A clever face, a very clever face, clean shaven, with sharply cut features, dark hair, touched with gray at the temples, and cut short in the military fashion, keen eyes of a bluish tint, with a shrewd twinkle in their depths, and a thin-lipped, resolute mouth—perhaps a trifle too resolute for so young a man (he was not more than thirty); but then, Mr. Fanks, although young in years, was old in experience, and every line on his features was a record of something learned at the cost of something lost, and on that account never forgotten. A smart, alert figure, too, had Mr. Fanks, well-clothed in a rough gray tweed suit, slender, sinewy hands with a ring—signet ring—on the little finger of the left one, and well-formed feet, neatly shod in boots of tanned leather.

A gentleman! Yes, decidedly the London detective was a gentleman—that could be seen by his whole appearance; and as to his dress, well, he wore his clothes like a man who went to a good tailor and valued him accordingly.

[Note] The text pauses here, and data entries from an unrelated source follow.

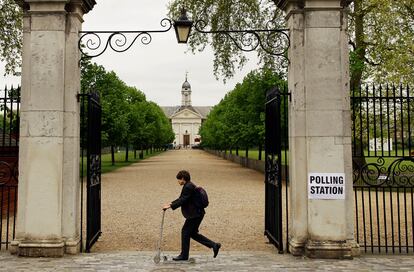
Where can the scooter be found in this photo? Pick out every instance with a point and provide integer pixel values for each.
(165, 259)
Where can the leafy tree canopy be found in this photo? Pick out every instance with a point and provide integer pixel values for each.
(11, 25)
(238, 120)
(230, 15)
(381, 38)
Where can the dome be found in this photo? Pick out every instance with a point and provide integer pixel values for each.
(186, 85)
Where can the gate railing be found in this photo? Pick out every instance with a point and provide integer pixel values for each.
(91, 141)
(383, 168)
(276, 167)
(9, 154)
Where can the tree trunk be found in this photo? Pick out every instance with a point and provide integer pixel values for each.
(113, 155)
(126, 152)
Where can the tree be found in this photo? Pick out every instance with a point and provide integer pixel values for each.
(11, 36)
(381, 39)
(238, 120)
(231, 15)
(128, 119)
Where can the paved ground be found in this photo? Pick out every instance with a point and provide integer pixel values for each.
(132, 198)
(229, 261)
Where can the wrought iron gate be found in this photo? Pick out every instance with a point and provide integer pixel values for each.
(383, 167)
(9, 157)
(276, 177)
(91, 140)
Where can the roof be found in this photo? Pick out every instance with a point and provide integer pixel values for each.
(203, 110)
(186, 85)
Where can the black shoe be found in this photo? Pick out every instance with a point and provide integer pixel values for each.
(180, 258)
(216, 248)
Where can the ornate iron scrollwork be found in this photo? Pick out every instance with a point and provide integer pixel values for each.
(275, 42)
(95, 168)
(91, 45)
(272, 170)
(399, 173)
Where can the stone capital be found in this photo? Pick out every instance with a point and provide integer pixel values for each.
(287, 5)
(71, 5)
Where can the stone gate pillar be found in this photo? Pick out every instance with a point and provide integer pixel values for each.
(320, 127)
(48, 215)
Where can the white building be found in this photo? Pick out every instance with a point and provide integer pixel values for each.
(186, 119)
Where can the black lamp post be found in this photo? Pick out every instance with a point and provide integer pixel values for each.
(183, 27)
(271, 40)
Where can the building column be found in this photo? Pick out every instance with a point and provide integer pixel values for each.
(48, 215)
(319, 128)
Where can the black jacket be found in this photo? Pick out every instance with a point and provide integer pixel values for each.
(186, 202)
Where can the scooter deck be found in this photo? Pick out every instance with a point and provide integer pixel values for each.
(166, 260)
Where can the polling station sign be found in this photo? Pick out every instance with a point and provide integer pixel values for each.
(326, 186)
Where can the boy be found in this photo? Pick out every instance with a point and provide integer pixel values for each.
(193, 217)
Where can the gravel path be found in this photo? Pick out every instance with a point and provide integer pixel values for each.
(132, 198)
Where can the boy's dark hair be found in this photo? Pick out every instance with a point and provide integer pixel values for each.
(184, 174)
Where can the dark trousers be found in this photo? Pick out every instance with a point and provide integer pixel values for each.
(190, 230)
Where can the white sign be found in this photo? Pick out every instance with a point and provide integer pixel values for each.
(326, 186)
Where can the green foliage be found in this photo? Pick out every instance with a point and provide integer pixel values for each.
(230, 15)
(128, 119)
(382, 35)
(11, 37)
(238, 120)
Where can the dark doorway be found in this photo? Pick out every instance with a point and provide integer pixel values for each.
(186, 140)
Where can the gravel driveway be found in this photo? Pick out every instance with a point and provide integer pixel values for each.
(132, 198)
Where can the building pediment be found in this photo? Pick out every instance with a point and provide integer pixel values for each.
(186, 114)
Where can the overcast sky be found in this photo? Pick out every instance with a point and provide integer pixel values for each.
(158, 69)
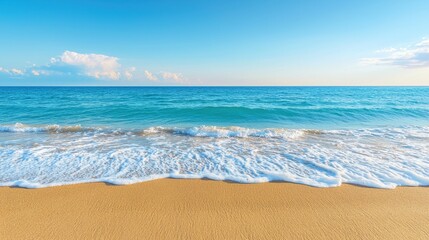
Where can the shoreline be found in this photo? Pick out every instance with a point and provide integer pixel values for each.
(207, 209)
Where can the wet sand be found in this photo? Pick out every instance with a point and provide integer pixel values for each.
(204, 209)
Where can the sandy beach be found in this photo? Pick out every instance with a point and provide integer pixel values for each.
(204, 209)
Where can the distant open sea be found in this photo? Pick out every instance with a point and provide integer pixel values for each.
(319, 136)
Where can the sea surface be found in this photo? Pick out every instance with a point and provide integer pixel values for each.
(319, 136)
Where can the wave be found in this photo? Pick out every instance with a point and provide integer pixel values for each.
(53, 155)
(201, 131)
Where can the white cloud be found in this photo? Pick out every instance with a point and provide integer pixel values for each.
(97, 66)
(13, 71)
(416, 56)
(93, 65)
(150, 76)
(177, 77)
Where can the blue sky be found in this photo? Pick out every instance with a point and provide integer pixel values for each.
(214, 42)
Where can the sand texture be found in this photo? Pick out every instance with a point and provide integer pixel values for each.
(204, 209)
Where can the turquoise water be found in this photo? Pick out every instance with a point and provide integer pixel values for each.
(320, 136)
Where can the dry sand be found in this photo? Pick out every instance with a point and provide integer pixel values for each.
(203, 209)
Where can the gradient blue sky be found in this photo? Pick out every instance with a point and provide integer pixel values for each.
(214, 42)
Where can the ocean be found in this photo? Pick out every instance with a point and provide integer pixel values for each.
(318, 136)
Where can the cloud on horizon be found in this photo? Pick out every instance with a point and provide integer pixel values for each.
(98, 66)
(415, 56)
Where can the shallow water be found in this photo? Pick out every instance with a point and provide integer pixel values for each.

Quoth Mr. Fanks, after some minutes of deep thought, during which he removed his keen eyes from gazing fire-wards, and looked doubtfully at a pill-box which he held in his left hand:

"This is the only clue I can possibly obtain. The chemist who made up these pills has kindly put his name and address—in print—on the box. If, then, I go to this chemist, I will be able to find out the name of the dead man—after that the circumstances of his life, and then—well, after all, I may be wrong, and these country bumpkins right. It may be a case of suicide—I suppose, under the circumstances, they could hardly bring in any other verdict, and yet it is so strange. Why should he have poisoned himself with morphia, when he could have done so with an overdose of these pills? Easier death, I dare say. Morphia is a narcotic, and arsenic an irritant. Humph! it's a strange case altogether—very strange. I don't know exactly what to make of it."